What Morrison built his run on was actually a very different question from almost any other major X-Men run: instead of the question being "how do mutants deal with being hated and feared by a world they feel obligated to protect and integrate into," the question was "given the fact that mutantkind is ascendant and humans will be functionally extinct within three generations, how does the mission of the X-Men change and how does the world and its sociocultural strictures change along with it?" This is why you have storylines like "Riot at Xavier's," why Mutant Town gets introduced in this run (I really didn't like Marvel doing away with this), and why there are so many outright ugly and hideous mutants to contrast with the very human looking ones the comics follow for the most part.
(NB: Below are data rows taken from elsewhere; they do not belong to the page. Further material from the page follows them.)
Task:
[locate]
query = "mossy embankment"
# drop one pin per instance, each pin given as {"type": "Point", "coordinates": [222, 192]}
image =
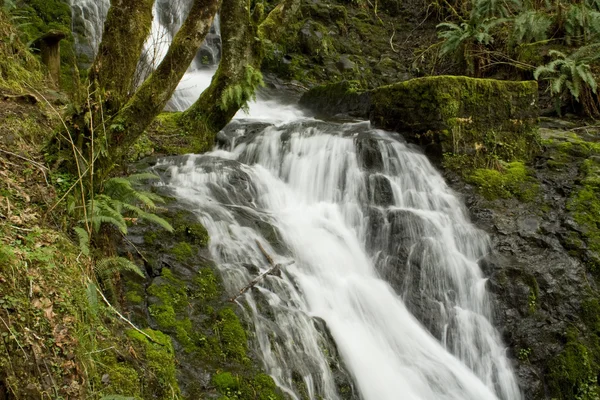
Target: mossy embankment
{"type": "Point", "coordinates": [544, 220]}
{"type": "Point", "coordinates": [183, 297]}
{"type": "Point", "coordinates": [359, 40]}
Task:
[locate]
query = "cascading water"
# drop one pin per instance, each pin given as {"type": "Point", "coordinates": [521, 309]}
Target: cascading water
{"type": "Point", "coordinates": [383, 254]}
{"type": "Point", "coordinates": [385, 260]}
{"type": "Point", "coordinates": [168, 16]}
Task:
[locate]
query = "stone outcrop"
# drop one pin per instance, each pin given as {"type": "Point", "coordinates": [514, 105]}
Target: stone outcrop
{"type": "Point", "coordinates": [443, 114]}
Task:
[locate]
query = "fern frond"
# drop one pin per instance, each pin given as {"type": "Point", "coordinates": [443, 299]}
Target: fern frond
{"type": "Point", "coordinates": [141, 177]}
{"type": "Point", "coordinates": [92, 297]}
{"type": "Point", "coordinates": [108, 267]}
{"type": "Point", "coordinates": [494, 8]}
{"type": "Point", "coordinates": [531, 26]}
{"type": "Point", "coordinates": [84, 240]}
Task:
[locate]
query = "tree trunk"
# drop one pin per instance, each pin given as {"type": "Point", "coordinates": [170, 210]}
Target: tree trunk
{"type": "Point", "coordinates": [127, 26]}
{"type": "Point", "coordinates": [238, 74]}
{"type": "Point", "coordinates": [150, 99]}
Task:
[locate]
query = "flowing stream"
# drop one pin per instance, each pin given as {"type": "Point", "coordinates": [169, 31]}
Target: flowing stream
{"type": "Point", "coordinates": [379, 283]}
{"type": "Point", "coordinates": [382, 252]}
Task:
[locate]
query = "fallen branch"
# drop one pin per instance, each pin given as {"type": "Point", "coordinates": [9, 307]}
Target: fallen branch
{"type": "Point", "coordinates": [125, 319]}
{"type": "Point", "coordinates": [271, 271]}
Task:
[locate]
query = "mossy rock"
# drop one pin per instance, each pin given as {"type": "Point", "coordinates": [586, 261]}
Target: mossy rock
{"type": "Point", "coordinates": [346, 97]}
{"type": "Point", "coordinates": [461, 115]}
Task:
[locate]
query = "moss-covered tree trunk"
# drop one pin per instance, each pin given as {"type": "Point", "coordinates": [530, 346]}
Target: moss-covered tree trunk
{"type": "Point", "coordinates": [127, 26]}
{"type": "Point", "coordinates": [117, 114]}
{"type": "Point", "coordinates": [152, 96]}
{"type": "Point", "coordinates": [238, 74]}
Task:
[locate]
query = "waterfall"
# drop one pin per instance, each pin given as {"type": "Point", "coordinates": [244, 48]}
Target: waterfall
{"type": "Point", "coordinates": [168, 15]}
{"type": "Point", "coordinates": [374, 244]}
{"type": "Point", "coordinates": [378, 253]}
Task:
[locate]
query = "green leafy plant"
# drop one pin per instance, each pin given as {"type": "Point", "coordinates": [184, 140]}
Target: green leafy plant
{"type": "Point", "coordinates": [118, 199]}
{"type": "Point", "coordinates": [119, 203]}
{"type": "Point", "coordinates": [461, 41]}
{"type": "Point", "coordinates": [530, 26]}
{"type": "Point", "coordinates": [582, 24]}
{"type": "Point", "coordinates": [571, 75]}
{"type": "Point", "coordinates": [495, 8]}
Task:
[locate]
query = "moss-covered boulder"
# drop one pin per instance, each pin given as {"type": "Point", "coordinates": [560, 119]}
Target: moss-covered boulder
{"type": "Point", "coordinates": [344, 97]}
{"type": "Point", "coordinates": [461, 115]}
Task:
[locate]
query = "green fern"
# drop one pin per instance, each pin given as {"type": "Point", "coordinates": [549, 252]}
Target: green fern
{"type": "Point", "coordinates": [119, 198]}
{"type": "Point", "coordinates": [571, 74]}
{"type": "Point", "coordinates": [495, 8]}
{"type": "Point", "coordinates": [531, 26]}
{"type": "Point", "coordinates": [84, 240]}
{"type": "Point", "coordinates": [92, 297]}
{"type": "Point", "coordinates": [242, 92]}
{"type": "Point", "coordinates": [582, 24]}
{"type": "Point", "coordinates": [108, 267]}
{"type": "Point", "coordinates": [459, 38]}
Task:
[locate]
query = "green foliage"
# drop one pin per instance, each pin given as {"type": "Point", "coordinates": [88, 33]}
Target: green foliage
{"type": "Point", "coordinates": [513, 180]}
{"type": "Point", "coordinates": [494, 8]}
{"type": "Point", "coordinates": [182, 251]}
{"type": "Point", "coordinates": [84, 240]}
{"type": "Point", "coordinates": [461, 41]}
{"type": "Point", "coordinates": [17, 64]}
{"type": "Point", "coordinates": [570, 73]}
{"type": "Point", "coordinates": [110, 266]}
{"type": "Point", "coordinates": [582, 24]}
{"type": "Point", "coordinates": [239, 94]}
{"type": "Point", "coordinates": [573, 372]}
{"type": "Point", "coordinates": [531, 26]}
{"type": "Point", "coordinates": [120, 198]}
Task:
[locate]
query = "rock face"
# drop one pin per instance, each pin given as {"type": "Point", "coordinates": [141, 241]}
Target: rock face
{"type": "Point", "coordinates": [345, 98]}
{"type": "Point", "coordinates": [460, 115]}
{"type": "Point", "coordinates": [543, 270]}
{"type": "Point", "coordinates": [443, 114]}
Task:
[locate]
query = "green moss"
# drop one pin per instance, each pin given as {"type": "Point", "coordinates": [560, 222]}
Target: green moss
{"type": "Point", "coordinates": [225, 382]}
{"type": "Point", "coordinates": [573, 373]}
{"type": "Point", "coordinates": [197, 234]}
{"type": "Point", "coordinates": [585, 206]}
{"type": "Point", "coordinates": [17, 64]}
{"type": "Point", "coordinates": [143, 147]}
{"type": "Point", "coordinates": [38, 17]}
{"type": "Point", "coordinates": [207, 285]}
{"type": "Point", "coordinates": [484, 119]}
{"type": "Point", "coordinates": [233, 336]}
{"type": "Point", "coordinates": [150, 237]}
{"type": "Point", "coordinates": [259, 387]}
{"type": "Point", "coordinates": [122, 379]}
{"type": "Point", "coordinates": [182, 251]}
{"type": "Point", "coordinates": [134, 298]}
{"type": "Point", "coordinates": [160, 375]}
{"type": "Point", "coordinates": [513, 180]}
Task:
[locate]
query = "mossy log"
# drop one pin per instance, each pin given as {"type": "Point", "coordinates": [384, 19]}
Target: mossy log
{"type": "Point", "coordinates": [238, 74]}
{"type": "Point", "coordinates": [461, 115]}
{"type": "Point", "coordinates": [453, 115]}
{"type": "Point", "coordinates": [127, 26]}
{"type": "Point", "coordinates": [151, 98]}
{"type": "Point", "coordinates": [49, 45]}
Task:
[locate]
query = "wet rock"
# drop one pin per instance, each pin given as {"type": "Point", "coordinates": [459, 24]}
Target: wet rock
{"type": "Point", "coordinates": [345, 64]}
{"type": "Point", "coordinates": [368, 153]}
{"type": "Point", "coordinates": [337, 98]}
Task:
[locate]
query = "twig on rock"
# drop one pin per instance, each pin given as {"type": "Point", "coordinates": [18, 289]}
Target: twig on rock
{"type": "Point", "coordinates": [271, 271]}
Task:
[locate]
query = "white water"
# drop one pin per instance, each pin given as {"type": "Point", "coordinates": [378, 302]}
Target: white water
{"type": "Point", "coordinates": [305, 179]}
{"type": "Point", "coordinates": [168, 16]}
{"type": "Point", "coordinates": [396, 282]}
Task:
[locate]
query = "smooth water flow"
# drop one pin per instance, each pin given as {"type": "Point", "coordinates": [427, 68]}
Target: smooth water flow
{"type": "Point", "coordinates": [385, 260]}
{"type": "Point", "coordinates": [168, 16]}
{"type": "Point", "coordinates": [380, 296]}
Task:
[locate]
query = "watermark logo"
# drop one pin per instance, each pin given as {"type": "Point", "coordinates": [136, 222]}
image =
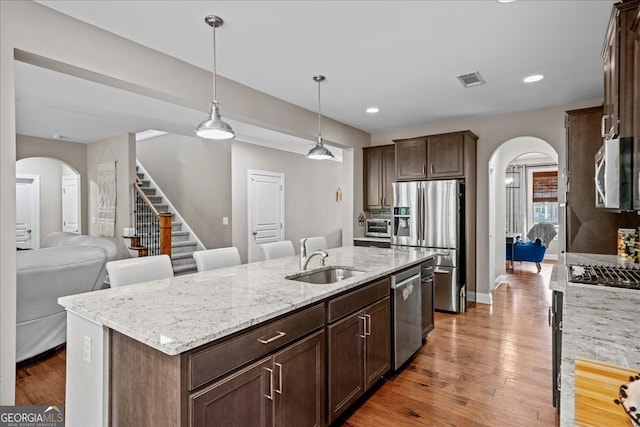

It's why the school is such an important undercurrent in the run (what does education look like for kids that can function as tactical nukes, anyway?). There was a focus on how the world was changing in favor of the mutants and how everyone adapted to it (the U-Men being mutant haters who attempted to acquire mutant powers and Weapon Plus's constant mutant experimentation, for instance. Remind you of anything?). It's telling that some of the best X-Men comics and concepts since 2004 often borrowed heavily from Morrison in one way or another (Utopia partially, but definitely Wolverine and the X-Men's school setting. Hell, Quentin Quire's even a main character there).
Even Scott's militant persona spins out of his Morrison-era drama (how does a guy deal with being merged with a genocidal tyrant for months and not totally feeling comfortable sharing his damage regarding that with his wife, particularly when he's kind of depended on her telepathy to communicate with her since they were kids? Find another telepath to talk to). And it' not as if other writers didn't gesture towards interesting ideas with it (again, Utopia being the most interesting manifestation of it, in my opinion. I never quite liked Terrorist Scott). The problem here, of course, is that they'd either retreat to some status quo when it got too hairy, or they'd use his newfound character traits as a means for promoting the real IP assets in their eyes (Avengers and Inhumans. It's one of the reasons I basically look at all 2010s Avengers and Inhumans properties with the worst kind of scorn. They could all be erased from history forever and I wouldn't care at all). And even beyond all that the militant Scott stories still dealt with that same tired-ass "hated and feared" question I thought we left behind in 2001.
The X-Men, and really mainstream comics in general, are desperately in need of new ideas, and Hickman's absolutely right when he says that most X-Men writers over the last 15-plus years have been writing nothing but stories about other X-Men stories. I'm not sure I have faith in Hickman providing a reasonable alternative (his stories tend to be soulless exercises in stringing together masses of ideas with barely even perfunctory stories, characters, and settings. The concepts are there, and the gadgets and worlds will look impressive, but nothing is developed with enough care or personality to make me give a shyt. It's just an ideas exhibition for the sake of exhibiting ideas), but hopefully it won't be any worse than the last few years of stories.